Finanzielle Unterstützung bei Borkenkäferbefall

Ein Artikel von Günther Jauk (für derwaldbauer.at bearbeitet)

Die Sofortmaßnahme „Wiederaufbau und Pflege des forstwirtschaftlichen Potentials“ bringt den österreichischen Waldbauern 1 € pro gepflanztem Baum nach borkenkäferbedingter Zwangsnutzung.

Das Bundesministerium für Nachhaltigkeit und Tourismus (BMNT) hat gemeinsam mit der Landwirtschaftskammer Österreich (LKÖ) eine Sofortmaßnahme mit dem Titel „Wiederaufbau und Pflege des forstwirtschaftlichen Potenzials“ erarbeitet.

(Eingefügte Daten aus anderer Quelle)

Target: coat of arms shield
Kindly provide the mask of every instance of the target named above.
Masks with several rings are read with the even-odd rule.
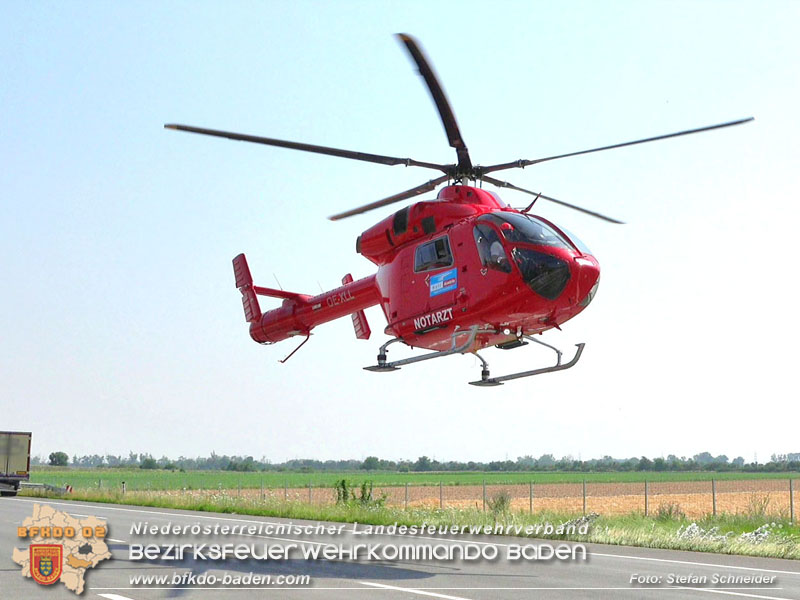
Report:
[[[31,544],[31,577],[36,583],[50,585],[61,577],[64,548],[60,544]]]

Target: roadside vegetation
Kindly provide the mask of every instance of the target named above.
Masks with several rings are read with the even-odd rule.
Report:
[[[483,511],[477,508],[388,507],[382,498],[373,495],[369,482],[354,487],[341,479],[335,487],[331,485],[330,491],[332,500],[337,501],[326,505],[243,497],[224,489],[213,494],[188,491],[177,495],[154,491],[122,494],[118,489],[76,489],[68,498],[237,515],[357,522],[360,526],[419,526],[424,523],[437,528],[501,525],[504,528],[521,527],[524,530],[527,526],[535,528],[539,525],[540,531],[530,537],[800,559],[800,526],[797,523],[791,524],[788,515],[767,514],[767,503],[756,497],[749,509],[740,514],[707,515],[702,519],[692,520],[683,514],[678,505],[661,505],[651,516],[634,513],[625,516],[601,516],[590,513],[576,517],[566,513],[530,514],[514,511],[511,509],[510,499],[503,492],[489,498],[488,510]],[[25,492],[25,495],[43,499],[58,497],[32,491]],[[544,529],[550,524],[557,531],[557,527],[565,523],[588,523],[588,532],[585,535],[557,534],[546,533]]]

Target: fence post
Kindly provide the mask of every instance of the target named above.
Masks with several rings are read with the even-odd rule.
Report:
[[[98,488],[102,488],[103,487],[103,480],[102,479],[98,479],[97,480],[97,487]]]
[[[311,482],[308,482],[308,503],[311,504]]]
[[[789,481],[791,481],[791,480],[789,480]],[[122,482],[122,493],[123,494],[125,493],[125,482],[124,481]]]
[[[717,482],[711,480],[711,511],[713,516],[717,516]]]
[[[444,508],[444,495],[442,494],[442,480],[439,480],[439,508]]]
[[[650,508],[650,507],[647,505],[647,479],[645,479],[644,480],[644,516],[645,517],[647,516],[647,512],[648,512],[647,509],[648,508]]]
[[[583,514],[586,514],[586,480],[583,480]]]
[[[242,480],[241,479],[239,480],[239,483],[238,483],[237,487],[239,488],[239,492],[236,495],[237,496],[241,496],[242,495]]]
[[[486,512],[486,480],[483,480],[483,512]]]
[[[288,481],[284,481],[283,482],[283,499],[286,500],[287,502],[289,501],[289,482]]]
[[[406,508],[408,508],[408,482],[406,481]]]
[[[789,524],[794,524],[794,480],[789,478]]]
[[[529,499],[530,499],[530,507],[529,507],[529,509],[530,509],[530,513],[533,514],[533,482],[532,481],[530,483],[530,486],[531,487],[530,487],[530,493],[529,493]]]
[[[264,478],[261,478],[261,501],[264,501]]]

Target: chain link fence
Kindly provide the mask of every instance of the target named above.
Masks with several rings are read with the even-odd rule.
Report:
[[[794,521],[795,482],[791,479],[635,482],[635,483],[536,483],[513,485],[413,485],[373,489],[374,498],[389,506],[424,508],[474,508],[490,510],[505,496],[512,510],[527,512],[599,513],[679,516],[748,514],[775,516]],[[333,502],[325,488],[311,489],[315,504]],[[302,500],[302,492],[290,490],[289,498]]]
[[[352,483],[356,483],[354,480]],[[98,481],[98,487],[103,482]],[[599,513],[624,515],[641,513],[657,516],[690,518],[717,514],[746,514],[780,517],[795,522],[797,483],[792,479],[747,479],[707,481],[643,481],[633,483],[528,483],[482,485],[375,486],[374,499],[383,499],[387,506],[403,508],[457,508],[491,510],[501,499],[512,510],[526,512]],[[360,493],[358,485],[353,488]],[[125,484],[122,484],[125,492]],[[304,502],[330,505],[336,502],[332,487],[264,487],[160,491],[167,495],[219,494],[261,500]]]

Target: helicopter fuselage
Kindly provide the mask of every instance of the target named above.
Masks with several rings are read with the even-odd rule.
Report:
[[[385,332],[409,346],[446,349],[455,333],[472,327],[478,334],[467,351],[502,346],[580,313],[600,276],[594,256],[554,224],[465,185],[387,217],[363,232],[356,248],[378,266],[375,275],[317,296],[289,294],[251,321],[253,339],[308,335],[380,305]]]

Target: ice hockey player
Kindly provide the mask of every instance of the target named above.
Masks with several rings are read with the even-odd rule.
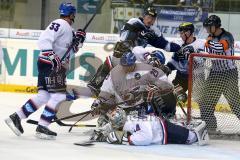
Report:
[[[131,51],[125,52],[120,64],[110,71],[103,82],[99,97],[92,104],[93,113],[101,112],[103,115],[98,121],[100,126],[102,120],[106,119],[108,107],[120,102],[126,102],[122,107],[127,112],[133,110],[145,115],[152,108],[155,114],[175,114],[174,88],[166,74],[149,64],[135,62],[135,55]]]
[[[112,57],[121,58],[122,52],[116,52],[121,50],[122,43],[129,43],[129,46],[143,46],[146,47],[147,44],[152,45],[156,48],[161,48],[166,51],[176,52],[181,47],[176,44],[167,41],[160,30],[153,26],[156,21],[157,12],[153,7],[149,7],[144,11],[142,17],[131,18],[121,29],[120,32],[120,42],[117,42],[114,48],[114,53]],[[112,58],[111,57],[111,58]],[[99,89],[102,86],[104,78],[108,75],[112,69],[111,61],[112,59],[107,57],[105,62],[100,66],[97,73],[92,77],[88,83],[88,87],[93,91],[94,94],[99,94]],[[104,77],[104,78],[102,78]],[[101,79],[102,81],[99,81]]]
[[[71,3],[59,7],[60,18],[52,21],[38,40],[41,53],[38,57],[38,93],[30,98],[17,112],[5,120],[13,132],[20,136],[24,130],[21,120],[45,105],[38,122],[36,136],[41,139],[55,139],[57,133],[48,129],[55,118],[57,106],[66,99],[66,68],[70,54],[78,51],[78,45],[85,40],[86,33],[79,29],[73,32],[76,8]],[[68,47],[74,42],[71,52],[61,61]]]
[[[172,81],[174,86],[180,85],[186,92],[188,90],[188,57],[191,53],[204,51],[205,42],[194,36],[194,25],[191,22],[180,24],[178,31],[183,44],[181,49],[173,54],[167,66],[170,70],[177,70],[176,77]]]
[[[109,110],[107,116],[109,123],[100,130],[95,130],[92,140],[141,146],[194,143],[206,145],[209,142],[206,123],[201,120],[188,126],[179,125],[161,116],[127,116],[120,107]]]

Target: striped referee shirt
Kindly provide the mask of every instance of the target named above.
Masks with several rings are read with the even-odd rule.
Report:
[[[234,38],[230,32],[222,28],[222,33],[219,36],[209,35],[211,41],[205,45],[205,49],[210,54],[234,56]],[[212,60],[211,70],[226,71],[236,68],[234,60]]]

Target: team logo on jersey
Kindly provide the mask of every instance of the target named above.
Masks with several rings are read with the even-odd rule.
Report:
[[[134,77],[136,80],[139,80],[141,78],[141,75],[140,73],[135,73]]]

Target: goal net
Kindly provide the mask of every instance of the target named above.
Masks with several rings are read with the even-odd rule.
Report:
[[[240,137],[240,57],[191,54],[188,122],[206,121],[210,134]]]

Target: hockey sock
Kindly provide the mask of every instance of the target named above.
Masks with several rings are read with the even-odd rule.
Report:
[[[56,111],[49,106],[45,106],[38,124],[42,126],[48,126],[55,116]]]
[[[49,93],[45,90],[39,90],[38,94],[29,99],[19,111],[17,111],[20,119],[27,118],[30,114],[35,112],[43,104],[46,104],[49,100]]]
[[[63,93],[51,93],[51,98],[47,102],[41,118],[38,122],[39,125],[48,126],[56,116],[57,106],[64,100],[66,100],[66,94]]]
[[[31,99],[29,99],[19,111],[17,111],[17,115],[20,117],[20,119],[27,118],[30,114],[35,112],[38,109],[38,107],[33,103]]]

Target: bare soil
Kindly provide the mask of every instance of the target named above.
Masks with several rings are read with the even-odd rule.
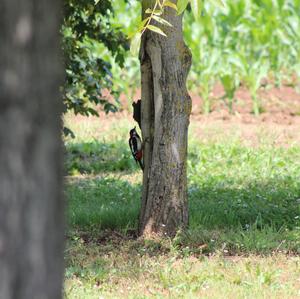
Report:
[[[263,112],[259,116],[252,113],[252,101],[246,88],[241,87],[235,97],[234,112],[229,113],[221,86],[215,86],[212,93],[212,112],[201,112],[202,99],[192,95],[193,110],[191,124],[195,123],[195,133],[199,137],[221,128],[224,137],[235,133],[249,145],[273,142],[277,146],[300,144],[300,94],[289,86],[272,88],[260,92]],[[216,132],[215,132],[216,133]]]

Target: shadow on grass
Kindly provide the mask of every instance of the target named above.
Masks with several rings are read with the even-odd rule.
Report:
[[[276,248],[298,252],[297,191],[288,187],[284,179],[252,183],[244,189],[190,186],[190,228],[172,242],[179,247],[188,244],[201,252],[220,248],[231,253],[262,253]],[[131,238],[137,228],[140,192],[139,184],[121,178],[73,180],[67,187],[70,231],[80,231],[98,241],[102,238],[103,242],[106,230]],[[162,250],[159,244],[153,246]]]
[[[209,178],[208,178],[209,181]],[[300,226],[300,190],[290,178],[249,182],[243,188],[230,187],[225,180],[219,186],[210,184],[189,187],[190,226],[206,228],[248,229],[271,226]]]
[[[223,182],[225,184],[225,182]],[[190,227],[248,229],[300,226],[300,190],[288,180],[245,188],[189,187]],[[76,225],[131,229],[136,225],[141,185],[111,176],[82,177],[68,184],[69,219]]]
[[[66,145],[65,169],[69,175],[99,174],[111,171],[133,172],[138,169],[128,143],[120,140]]]
[[[141,187],[109,176],[79,178],[67,186],[68,221],[80,230],[132,230]]]

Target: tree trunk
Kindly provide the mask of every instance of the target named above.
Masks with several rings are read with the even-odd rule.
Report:
[[[154,2],[144,0],[143,12],[153,8]],[[191,99],[186,78],[191,53],[183,41],[182,15],[166,8],[161,17],[173,25],[154,24],[167,37],[147,30],[140,50],[145,169],[139,233],[144,236],[174,236],[188,224],[186,166]]]
[[[0,298],[61,298],[59,0],[0,3]]]

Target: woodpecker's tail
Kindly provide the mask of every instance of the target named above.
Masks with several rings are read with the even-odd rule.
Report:
[[[141,169],[144,171],[144,164],[143,164],[142,160],[138,160],[138,162],[140,164]]]

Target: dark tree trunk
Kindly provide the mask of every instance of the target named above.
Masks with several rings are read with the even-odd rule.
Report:
[[[143,1],[143,12],[154,0]],[[191,99],[186,78],[191,53],[183,41],[182,15],[166,8],[155,25],[167,37],[147,30],[142,38],[142,136],[144,177],[139,221],[141,235],[174,236],[188,224],[187,134]]]
[[[60,1],[0,2],[0,298],[61,298]]]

Diese soll die durch die Klimaverschlechterung in Existenznot geratenen Waldbauern mit einer gezielten Unterstützung dazu motivieren, dringend notwendige Arbeiten zur Aufforstung und weiteren Pflege dieser Flächen durchzuführen, heißt es auf der Homepage des Ministeriums.

Konkret soll nach borkenkäferbedingten Zwangsnutzungen für die Pflege der neu aufgeforsteten Wälder 1€ je gepflanztem Baum angerechnet werden. Gelten soll die Maßnahme auch rückwirkend für Aufforstungen in den Jahren 2018 und 2019, wobei Ergänzungsanträge zu stellen sind. Die Maßnahme soll ab Oktober 2019 wirksam werden.

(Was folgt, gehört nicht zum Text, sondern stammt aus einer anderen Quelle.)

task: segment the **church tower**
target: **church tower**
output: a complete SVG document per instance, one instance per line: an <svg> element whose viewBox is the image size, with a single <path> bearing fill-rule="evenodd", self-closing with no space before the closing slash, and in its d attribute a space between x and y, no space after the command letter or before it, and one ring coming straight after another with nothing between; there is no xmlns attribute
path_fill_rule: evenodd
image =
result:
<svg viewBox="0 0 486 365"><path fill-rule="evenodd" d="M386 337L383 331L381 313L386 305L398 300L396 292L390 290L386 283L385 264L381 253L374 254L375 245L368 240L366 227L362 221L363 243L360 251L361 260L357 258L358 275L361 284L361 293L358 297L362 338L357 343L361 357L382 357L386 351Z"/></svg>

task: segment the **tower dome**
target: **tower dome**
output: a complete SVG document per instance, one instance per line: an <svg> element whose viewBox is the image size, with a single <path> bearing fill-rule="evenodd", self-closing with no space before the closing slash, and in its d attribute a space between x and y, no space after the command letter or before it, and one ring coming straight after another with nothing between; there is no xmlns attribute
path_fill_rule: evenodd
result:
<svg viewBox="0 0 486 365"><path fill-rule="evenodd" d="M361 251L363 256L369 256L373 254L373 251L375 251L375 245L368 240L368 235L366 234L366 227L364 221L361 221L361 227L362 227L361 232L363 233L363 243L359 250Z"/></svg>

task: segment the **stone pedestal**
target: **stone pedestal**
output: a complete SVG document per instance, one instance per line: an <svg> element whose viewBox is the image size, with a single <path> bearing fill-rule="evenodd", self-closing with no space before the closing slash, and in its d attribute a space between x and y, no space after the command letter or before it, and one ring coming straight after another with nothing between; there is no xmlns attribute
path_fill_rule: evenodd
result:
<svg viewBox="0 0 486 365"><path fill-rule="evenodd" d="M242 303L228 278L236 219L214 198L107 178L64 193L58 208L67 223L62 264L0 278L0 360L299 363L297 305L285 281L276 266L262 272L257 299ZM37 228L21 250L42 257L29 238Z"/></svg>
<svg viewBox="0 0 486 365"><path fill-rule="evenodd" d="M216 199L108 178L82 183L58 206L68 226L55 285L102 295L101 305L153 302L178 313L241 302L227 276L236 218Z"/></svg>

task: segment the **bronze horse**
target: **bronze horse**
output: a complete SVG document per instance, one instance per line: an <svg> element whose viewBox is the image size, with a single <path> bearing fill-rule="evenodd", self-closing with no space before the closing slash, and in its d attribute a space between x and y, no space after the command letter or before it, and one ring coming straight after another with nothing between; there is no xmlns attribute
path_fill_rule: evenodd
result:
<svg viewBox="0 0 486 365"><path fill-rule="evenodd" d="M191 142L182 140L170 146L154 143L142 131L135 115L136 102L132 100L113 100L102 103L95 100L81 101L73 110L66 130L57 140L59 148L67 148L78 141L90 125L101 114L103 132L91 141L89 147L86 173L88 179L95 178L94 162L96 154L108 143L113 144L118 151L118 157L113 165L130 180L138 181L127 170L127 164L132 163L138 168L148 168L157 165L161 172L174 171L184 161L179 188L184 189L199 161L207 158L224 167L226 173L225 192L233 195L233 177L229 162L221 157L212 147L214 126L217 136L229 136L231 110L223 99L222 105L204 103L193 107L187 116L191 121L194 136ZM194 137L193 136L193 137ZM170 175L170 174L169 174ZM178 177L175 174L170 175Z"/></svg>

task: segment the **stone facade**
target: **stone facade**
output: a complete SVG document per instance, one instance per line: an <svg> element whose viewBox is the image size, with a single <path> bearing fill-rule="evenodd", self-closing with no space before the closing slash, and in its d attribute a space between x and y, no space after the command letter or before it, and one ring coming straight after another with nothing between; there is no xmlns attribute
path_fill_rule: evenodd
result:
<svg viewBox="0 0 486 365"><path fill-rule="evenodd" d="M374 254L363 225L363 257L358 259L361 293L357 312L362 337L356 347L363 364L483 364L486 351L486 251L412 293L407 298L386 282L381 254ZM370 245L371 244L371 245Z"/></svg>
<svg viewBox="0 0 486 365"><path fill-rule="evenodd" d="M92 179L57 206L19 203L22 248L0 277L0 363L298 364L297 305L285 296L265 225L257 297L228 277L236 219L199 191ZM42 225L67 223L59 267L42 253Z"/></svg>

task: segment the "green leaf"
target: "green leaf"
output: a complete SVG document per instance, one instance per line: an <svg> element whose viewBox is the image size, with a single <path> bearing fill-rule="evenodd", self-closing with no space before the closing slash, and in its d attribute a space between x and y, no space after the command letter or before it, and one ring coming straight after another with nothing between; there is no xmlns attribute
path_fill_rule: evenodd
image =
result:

Die dafür aufgewendete Gesamtsumme hängt davon ab, in welchem Umfang diese Sofortmaßnahme von den heimischen Waldbauern in Anspruch genommen wird. Schätzungen liegen derzeit bei bis zu 20 Mio. €, wobei noch nicht absehbar ist, wie sich die Borkenkäfersituation in den nächsten Jahren weiter entwickeln wird.

Fördermaßnahmen sind wichtiger Schritt

Die Land&Forst Betriebe Österreich begrüßen die Sofortmaßnahme „Wiederaufbau und Pflege des forstwirtschaftlichen Potenzials“. „Diese Hilfe ist ein Schritt in die richtige Richtung. Wir müssen unsere Waldbesitzer ermutigen und dabei unterstützen, borkenkäferbefallene oder nach einem Extremwetterereignis viel zu früh geerntete Bäume und Waldabschnitte wieder aufzuforsten und zu pflegen“, sagt Felix Montecuccoli, Präsident der Land&Forst Betriebe Österreich.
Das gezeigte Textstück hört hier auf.